Department of Homeland Security Assistant Secretary for Public Affairs Alexei Woltornist issued a statement on Monday in response to reports on the breach: “The Department of Homeland Security is aware of cyber breaches across the federal government and working closely with our partners in the public and private sector on the federal response," Woltornist said. "As the federal lead for cyber breaches of civilian federal agencies, the Department of Homeland Security’s Cybersecurity and Infrastructure Security Agency (CISA) has already issued Emergency Directive 21-01 to the federal government to address compromises related to SolarWinds. As further remedies to these vulnerabilities are available, CISA will update the public at www.cisa.gov.

Woltornist urged anyone with further information related to cyber breaches to contact CISA at central@cisa.gov.

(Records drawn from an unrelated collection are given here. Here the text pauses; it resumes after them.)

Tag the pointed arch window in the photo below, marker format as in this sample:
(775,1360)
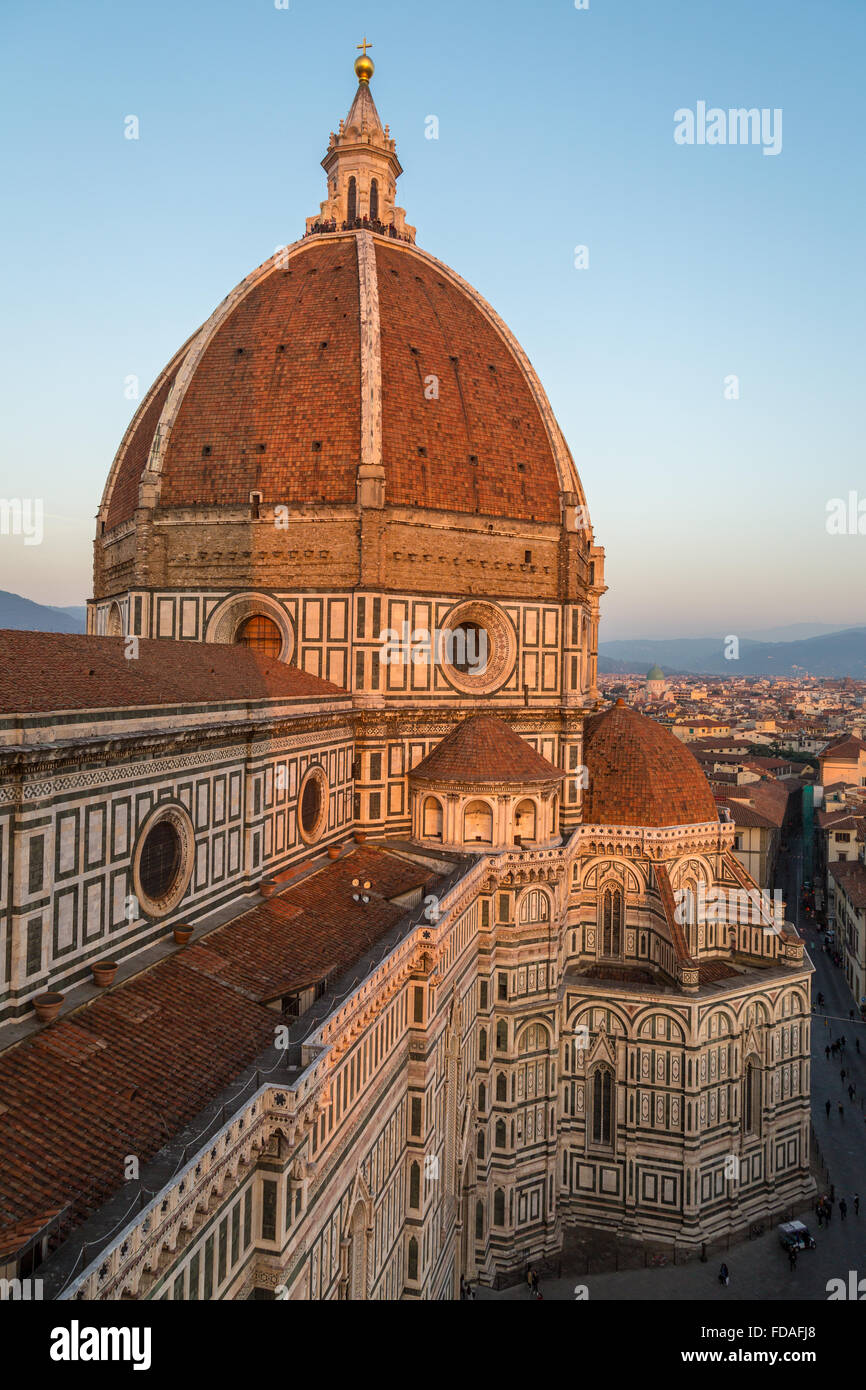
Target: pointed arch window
(433,819)
(602,1105)
(751,1097)
(612,922)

Local IT company SolarWinds serves government customers across the executive branch as well as intelligence and military services, according to reports. Known as a "supply chain attack" in the IT nomenclature, the breach works by hiding malicious code in the body of legitimate software updates from third parties provided to targets as explained by Reuters.

SolarWinds outlined guidance for clients using its Orion Platform:

• "We are recommending you upgrade to Orion Platform version 2020.2.1 HF 1 as soon as possible to ensure the security of your environment. The latest version is available in the SolarWinds Customer Portal."
• "If you aren't sure which version of the Orion Platform you are using, see directions on how to check that here. To check which hotfixes you have applied, please go here."
• "If you cannot upgrade immediately, please follow the guidelines available here for securing your Orion Platform instance. The primary mitigation steps include having your Orion Platform installed behind firewalls, disabling internet access for the Orion Platform, and limiting the ports and connections to only what is necessary."
• "An additional hotfix release, 2020.2.1 HF 2 is anticipated to be made available Tuesday, December 15, 2020. We recommend that all customers update to release 2020.2.1 HF 2 once it is available, as the 2020.2.1 HF 2 release both replaces the compromised component and provides several additional security enhancements."

All told, less than 18,000 SolarWinds users have the vulnerable software, Reuters reported.

The Austin-based software firm reiterated its commitment to security and trust in light of the breach while vowing to continually update customers of further developments.

"Security and trust in our software is the foundation of our commitment to our customers," the company wrote in its security advisory. "We strive to implement and maintain appropriate administrative, physical, and technical safeguards, security process, procedures and standards designed to protect our customers."

Customers with further questions ahead of the software firm's next update are urged to contact Customer Support by calling 1-866-530-8040 or via swisupport@solarwinds.com.

SolarWinds operates its headquarters at 7171 Southwest Parkway.